Consider the following simple program, and suppose it is in a file called Test.c
.
#include <stdio.h>
int main(){
fprintf(stdout, "Hello stdout\n");
fprintf(stderr, "Hello stderr\n");
}
Suppose I compile this program into an executable called Test
and run it as follows.
./Test > Out 2> Err
After this run, I will have two files Out
and Err
, which will contain the two messages respectively.
This is wonderful because I can have two different types of messages normally printed to the console, and then filter one or both by using bash redirection.

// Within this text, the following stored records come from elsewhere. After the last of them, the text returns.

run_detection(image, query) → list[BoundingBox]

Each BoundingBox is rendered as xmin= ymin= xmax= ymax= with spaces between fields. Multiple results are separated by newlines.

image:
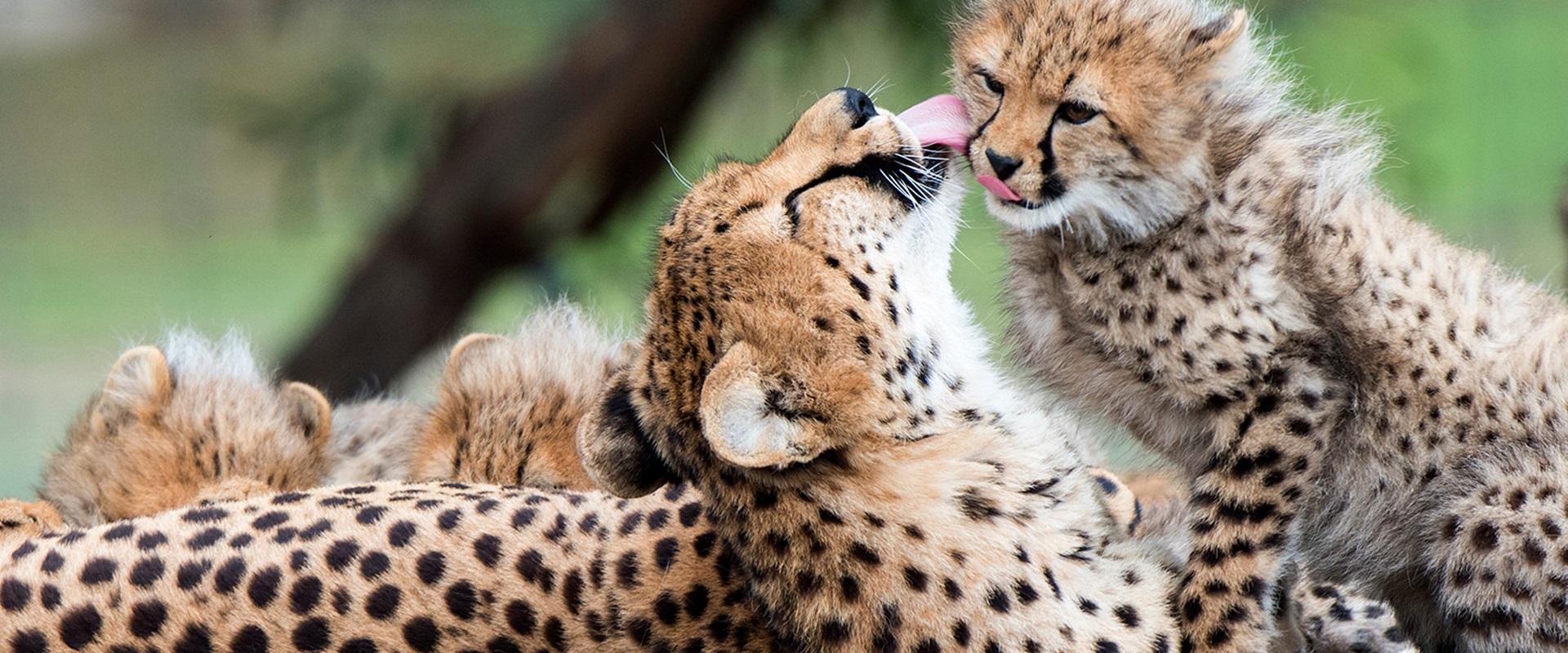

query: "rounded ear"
xmin=577 ymin=370 xmax=679 ymax=498
xmin=279 ymin=382 xmax=332 ymax=447
xmin=699 ymin=342 xmax=828 ymax=467
xmin=99 ymin=346 xmax=174 ymax=424
xmin=441 ymin=333 xmax=519 ymax=396
xmin=1187 ymin=10 xmax=1246 ymax=63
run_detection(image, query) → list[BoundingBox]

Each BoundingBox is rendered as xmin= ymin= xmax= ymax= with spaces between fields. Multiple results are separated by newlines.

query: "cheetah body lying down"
xmin=0 ymin=89 xmax=1174 ymax=653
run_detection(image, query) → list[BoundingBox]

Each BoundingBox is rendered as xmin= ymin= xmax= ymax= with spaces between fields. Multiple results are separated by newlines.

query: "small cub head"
xmin=412 ymin=303 xmax=634 ymax=490
xmin=578 ymin=89 xmax=956 ymax=494
xmin=39 ymin=333 xmax=332 ymax=526
xmin=953 ymin=0 xmax=1251 ymax=239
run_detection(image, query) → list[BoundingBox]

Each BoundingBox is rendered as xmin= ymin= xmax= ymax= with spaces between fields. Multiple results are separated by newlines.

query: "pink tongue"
xmin=975 ymin=174 xmax=1024 ymax=203
xmin=898 ymin=96 xmax=969 ymax=152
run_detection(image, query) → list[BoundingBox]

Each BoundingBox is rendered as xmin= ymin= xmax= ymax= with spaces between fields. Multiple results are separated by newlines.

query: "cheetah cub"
xmin=953 ymin=0 xmax=1568 ymax=651
xmin=39 ymin=331 xmax=332 ymax=526
xmin=0 ymin=89 xmax=1176 ymax=653
xmin=411 ymin=303 xmax=635 ymax=490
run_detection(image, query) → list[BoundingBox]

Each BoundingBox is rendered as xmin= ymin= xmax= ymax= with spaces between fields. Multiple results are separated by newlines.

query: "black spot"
xmin=506 ymin=600 xmax=538 ymax=637
xmin=326 ymin=540 xmax=359 ymax=571
xmin=11 ymin=629 xmax=49 ymax=653
xmin=174 ymin=624 xmax=212 ymax=653
xmin=365 ymin=585 xmax=403 ymax=622
xmin=180 ymin=507 xmax=229 ymax=525
xmin=292 ymin=617 xmax=332 ymax=653
xmin=414 ymin=551 xmax=447 ymax=585
xmin=354 ymin=505 xmax=387 ymax=526
xmin=174 ymin=561 xmax=212 ymax=592
xmin=128 ymin=600 xmax=169 ymax=639
xmin=0 ymin=578 xmax=33 ymax=612
xmin=403 ymin=617 xmax=441 ymax=653
xmin=288 ymin=576 xmax=322 ymax=614
xmin=337 ymin=637 xmax=376 ymax=653
xmin=60 ymin=606 xmax=104 ymax=650
xmin=359 ymin=551 xmax=392 ymax=581
xmin=544 ymin=617 xmax=566 ymax=651
xmin=387 ymin=521 xmax=416 ymax=548
xmin=245 ymin=566 xmax=284 ymax=609
xmin=654 ymin=537 xmax=680 ymax=571
xmin=445 ymin=581 xmax=480 ymax=622
xmin=229 ymin=624 xmax=271 ymax=653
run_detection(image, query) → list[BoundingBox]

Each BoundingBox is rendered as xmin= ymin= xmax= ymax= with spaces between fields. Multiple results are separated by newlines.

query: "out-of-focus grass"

However, the fact that I can only do this kind of filtering with two file descriptors seems very limiting.
Is there some way to open a third or nth file descriptor which points at the terminal output, so I could filter it separately?
The syntax might be something like this.
./Test > Out 2> Err 3> Err2
I speculate that bash
may have some rudimentary support for this because of the following test, which seems to imply that bash
will treat the number after a &
as a file descriptor.
$ ./Test >&2
Hello stdout
Hello stderr
$ ./Test >&3
bash: 3: Bad file descriptor
At a shell, running either
exec 3>/dev/tty
...or...
exec 3>&1
...will open file descriptor 3, pointing it to your TTY explicitly (in the first case), or to the location at which stdout is currently writing to (in the second).
If you want to use this in a program, I would strongly suggest taking an FD number to write extra logs to as an optional argument:
yourprogram --extra-logs-fd=3
...combining that output with stderr, or suppressing it entirely (as appropriate) if no such option is given. (A user who wanted extra logging to go to stdout could thus use --extra-logs-fd=1
, or --extra-logs-fd=2
for stderr).
Even better, if your only target OS is Linux, is just to accept a filename to write to:
# to write to a file
yourprogram --extra-logs=extra_logs.txt
# to write to FD 3
yourprogram --extra-logs=/dev/fd/3
# to write to a tee program, then to stderr (in ksh or bash)
yourprogram --extra-logs=>(tee extra_logs.txt >&2)
...of course, you can do all that with the FD mode (just redirect 3>extra_logs.txt
in your shell in the first case, and 3> >(tee extra_logs.txt >&2)
in the third), but this makes you do the work of managing FD numbers by hand, and with what advantage?